Puisque nous sommes dans le western, j'en profite pour vous partager une interview que j'ai faite un peu plus tôt ce mois ci pour l'excellent podcast Soundtrip de notre ami Lio, que les fidèles du coin connaissent pour les très bonnes chroniques musicales qu'il nous avait proposées il y a quelques années.
Nous évoquons la naissance de B.O BD et partageons quelques coups de coeur de musique western!
Ca donne Quoi ? Voici le second tome de l’anthologie des récits western dessinés (et parfois scénarisés) par l’un des maîtres incontestés du noir et blanc en BD.
On y retrouve une quinzaine de récits couvrant diverses époques, permettant d’apprécier l’évolution des techniques et du style graphique de Serpieri, il aurait d'ailleurs été intéressant que les histoires soient proposées dans l’ordre chronologique (et avec une table des matières également).
Parmi celles-ci on retiendra notamment La Règle du Jeu qui évoque le mythique Pony Express avec un jeune messager aux prises avec les Peaux-Rouges. Tandis que Porter le Coup est une histoire de vengeance implacable.
Certaines histoires se démarquent de par leur ton, Takuat, par exemple, renoue quelque peu avec les récits d'anticipation de Serpieri, on y suit un indien qui voyage dans le temps depuis la préhistoire de son peuple. Le Monstre quant à elle est écrite un peu dans l'esprit des Eerie de EC Comics, avec une chute des plus inattendue.
Cette anthologie qui se veut exhaustive a le mérite de rappeler que le dessinateur transalpin n’avait pas son pareil pour dessiner les grandes prairies, les guerriers Oglala ou sioux, les batailles rangées… et ce qui fera son succès, les héroïnes accortes!
S’inspirant entre autres des photos historiques de Curtis, il donne une vie criante de vérité à ses indiens.
Il est à noter qu’hormis les histoires tirées de la vieille série jeunesse Histoire du Far West (et qui, à ma connaissance n'étaient pas rééditées en VF depuis) le reste était sorti chez Mosquito et pour les amateurs comme votre serviteur foin d’inédits donc.
Mais pour ceux qui n’avaient pas encore tout lu, ces deux tomes sont un must-have surtout qu’ils sont complétés de dossiers fournis et autres interviews.
LA MUSIQUE:
C'est quoi : LE BANDIT
C'est de qui ?H.B. Gilbert
La Couv':
Déjà entendu chez B.O BD? Oui
On peut écouter ?
Ca donne Quoi ? Responsable de centaines de pistes d’illustration musicale utilisées à toutes occasions dans des dizaines de séries tv et autres séries B durant plus de deux décennies, Gilbert a eu aussi l’occasion de s’exprimer un peu plus sous les projecteurs même si ceux-ci éclairaient surtout des films de seconde zone.
Pourtant sur ce western on peut apprécier l’éventail du talent du compositeur qui donne corps aussi bien à la liaison dramatique entre les protagonistes du film qu’aux –rares- séquences de gunfight et de suspense.

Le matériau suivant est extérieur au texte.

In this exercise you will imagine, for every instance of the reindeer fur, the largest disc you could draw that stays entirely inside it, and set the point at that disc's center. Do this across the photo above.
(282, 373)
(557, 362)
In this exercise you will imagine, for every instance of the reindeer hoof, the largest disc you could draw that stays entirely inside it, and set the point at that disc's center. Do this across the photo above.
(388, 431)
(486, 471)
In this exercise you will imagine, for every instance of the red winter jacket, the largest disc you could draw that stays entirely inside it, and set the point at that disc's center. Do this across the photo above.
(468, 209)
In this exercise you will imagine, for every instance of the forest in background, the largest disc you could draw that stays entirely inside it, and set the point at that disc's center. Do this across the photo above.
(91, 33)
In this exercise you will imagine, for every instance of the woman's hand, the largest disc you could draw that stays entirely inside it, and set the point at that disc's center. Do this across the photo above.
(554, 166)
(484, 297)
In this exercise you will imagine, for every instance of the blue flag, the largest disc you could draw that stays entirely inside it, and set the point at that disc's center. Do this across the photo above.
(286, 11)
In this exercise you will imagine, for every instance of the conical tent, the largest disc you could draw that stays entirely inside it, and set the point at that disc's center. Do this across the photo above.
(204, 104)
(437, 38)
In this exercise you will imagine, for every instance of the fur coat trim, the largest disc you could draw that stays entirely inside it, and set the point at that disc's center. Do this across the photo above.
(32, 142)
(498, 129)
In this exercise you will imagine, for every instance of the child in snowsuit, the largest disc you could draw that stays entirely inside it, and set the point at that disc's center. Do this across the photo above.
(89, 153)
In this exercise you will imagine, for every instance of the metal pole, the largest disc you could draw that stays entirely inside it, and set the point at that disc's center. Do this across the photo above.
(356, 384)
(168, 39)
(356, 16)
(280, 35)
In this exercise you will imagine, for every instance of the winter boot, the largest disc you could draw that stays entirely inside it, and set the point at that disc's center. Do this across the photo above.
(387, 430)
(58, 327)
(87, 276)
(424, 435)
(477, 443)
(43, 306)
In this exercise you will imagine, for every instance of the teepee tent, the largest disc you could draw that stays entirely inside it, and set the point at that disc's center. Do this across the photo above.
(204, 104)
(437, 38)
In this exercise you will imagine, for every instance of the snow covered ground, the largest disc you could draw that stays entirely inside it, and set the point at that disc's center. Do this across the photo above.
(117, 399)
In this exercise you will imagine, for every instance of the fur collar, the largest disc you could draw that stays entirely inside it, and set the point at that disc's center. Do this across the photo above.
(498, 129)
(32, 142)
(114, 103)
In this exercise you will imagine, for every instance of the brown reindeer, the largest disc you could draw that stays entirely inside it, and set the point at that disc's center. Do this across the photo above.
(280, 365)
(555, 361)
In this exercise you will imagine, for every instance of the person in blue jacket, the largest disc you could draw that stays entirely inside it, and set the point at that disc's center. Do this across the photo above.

Si, en lieu et place de l’ambiance mariachis de quelques pistes on aurait préféré des morceaux plus marquées musique amérindienne, on se consolera avec la belle utilisation des cuivre et des vents qui se répondent de manière tantôt menaçante tantôt mélancolique.
Un score certes plus old school que les récits de Serpieri mais qui passe plutôt bien avec.
Ca donne Quoi ? On n’échappe pas à son destin, c’est ce que Ryder, ancienne desperado (desparada?) va apprendre à ses dépends alors que, rangée des colts et de sa vie de bandit de grand chemin, mère et épouse comblée, elle chope une maladie incurable.
Mais c’est mal connaître la dure à cuire de penser qu’elle va laisser le destin lui dicter le sien et voilà qu’elle part affronter la Mort en personne, dans la ville maudite de Cypress .
Si le terme “western crépusculaire” n’existait pas, on aurait pu l’inventer pour définir la mini série de Skottie Young et Jorge Corona.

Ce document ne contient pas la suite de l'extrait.